Over the course of the last 10-15 years, BP has helped lead the testing, development and widespread deployment of 4-D seismic technologies that are now used around a significant proportion of its worldwide asset portfolio (Figure 1). From initial investigations in the early-mid-1990's using legacy repeat 3-D surveys to investigate the possibility of detecting 4-D effects over established oil-fields, 4-D application is now considered routine in many areas with proven business value, and very often a fully integral part of field management. Early testing and deployment was dominated by the North Sea "4-D laboratory", rapidly followed by the deepwater Gulf of Mexico and now an ever-increasing expansion towards more global application to both existing (e.g. Alaska) and new and emerging production (e.g. Azerbaijan, Angola). Technologies have developed and diversified from simple marine streamer operations to now include high-spec overlapping and steerable streamers, permanent ocean bottom cable (OBC) systems, of which BP now has the world's first three systems, and the early testing of permanent in-well VSP monitoring. Processing, interpretation and integration technologies continue to evolve to ensure maximum value from the acquired data.
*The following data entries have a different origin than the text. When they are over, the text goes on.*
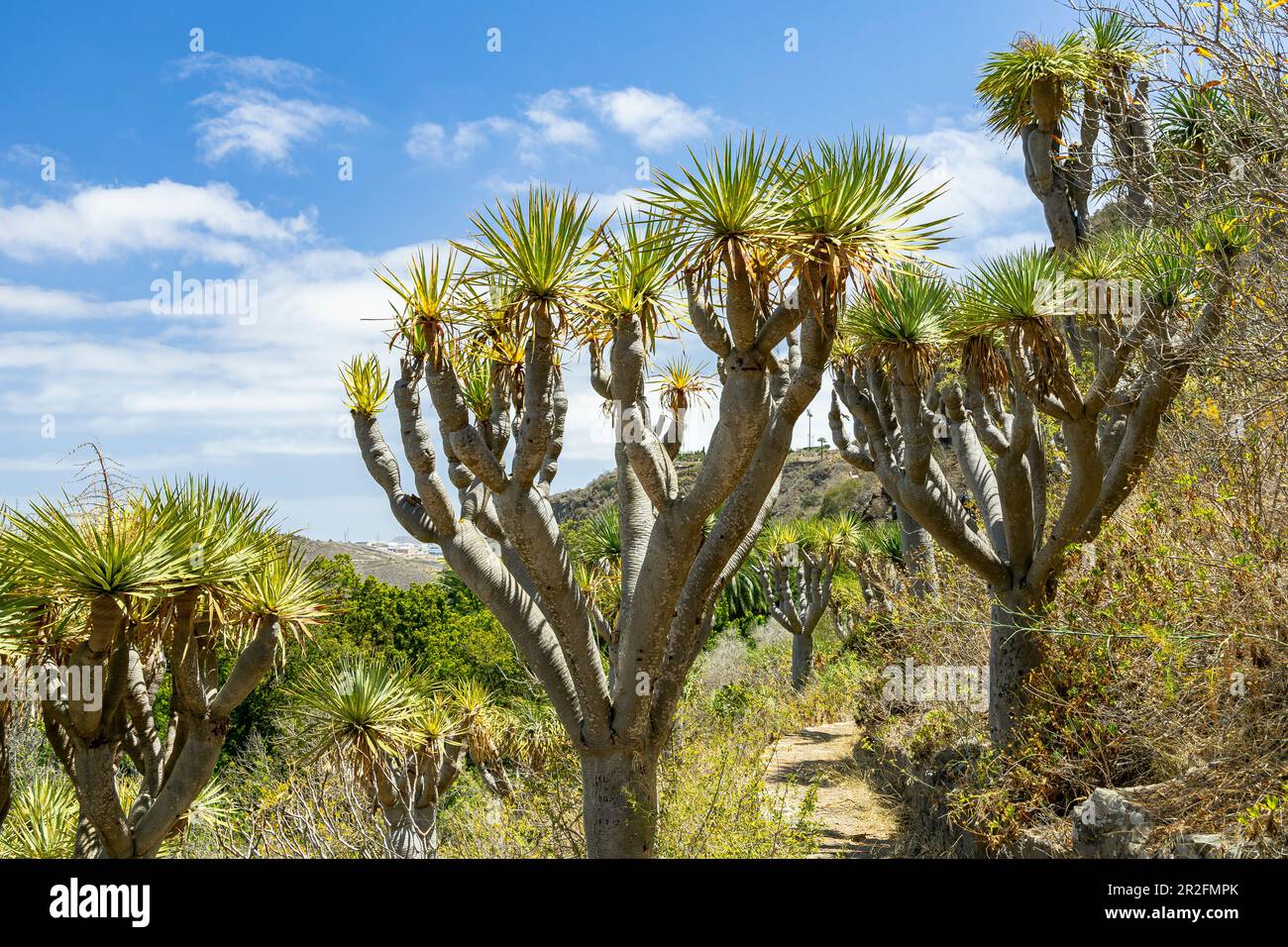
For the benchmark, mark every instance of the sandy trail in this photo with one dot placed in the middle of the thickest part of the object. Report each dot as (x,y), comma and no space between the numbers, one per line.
(857,823)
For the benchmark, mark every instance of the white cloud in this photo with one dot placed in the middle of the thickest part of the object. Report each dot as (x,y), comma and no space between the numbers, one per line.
(97,223)
(553,125)
(249,68)
(567,119)
(986,182)
(263,125)
(432,141)
(653,120)
(59,304)
(245,116)
(986,193)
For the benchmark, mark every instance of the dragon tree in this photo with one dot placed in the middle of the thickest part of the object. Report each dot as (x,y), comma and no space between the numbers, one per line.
(403,740)
(795,567)
(712,258)
(124,594)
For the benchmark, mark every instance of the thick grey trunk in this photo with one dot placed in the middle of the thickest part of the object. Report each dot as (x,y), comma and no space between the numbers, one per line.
(803,660)
(412,831)
(619,802)
(1014,651)
(5,785)
(918,554)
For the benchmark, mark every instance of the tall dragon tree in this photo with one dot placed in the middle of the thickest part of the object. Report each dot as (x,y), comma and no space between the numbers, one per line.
(1037,90)
(730,232)
(134,590)
(797,564)
(987,357)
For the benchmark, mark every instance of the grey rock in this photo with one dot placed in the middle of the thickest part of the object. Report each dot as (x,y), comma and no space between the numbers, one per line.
(1108,826)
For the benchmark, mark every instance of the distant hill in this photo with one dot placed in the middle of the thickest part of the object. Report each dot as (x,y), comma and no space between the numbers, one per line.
(812,479)
(387,567)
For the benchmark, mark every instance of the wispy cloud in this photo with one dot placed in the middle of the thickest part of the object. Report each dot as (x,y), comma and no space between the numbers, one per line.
(570,119)
(60,304)
(97,223)
(653,120)
(248,118)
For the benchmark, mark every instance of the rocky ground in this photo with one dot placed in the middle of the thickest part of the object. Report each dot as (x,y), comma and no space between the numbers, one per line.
(855,821)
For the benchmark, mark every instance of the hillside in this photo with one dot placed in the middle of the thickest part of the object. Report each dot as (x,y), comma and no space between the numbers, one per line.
(387,567)
(812,479)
However, despite the major strides in the maturity and acceptance of the 4-D monitoring method, some big challenges and questions remain. Why is 4-D not used on many more fields and on different types of reservoir? Why hasn't every operator and region decided to use 4-D technology yet? What are the appropriate technologies to use? What will be the future role of 4-D monitoring in ever more efficient field exploitation and in the drive towards ultimate recovery?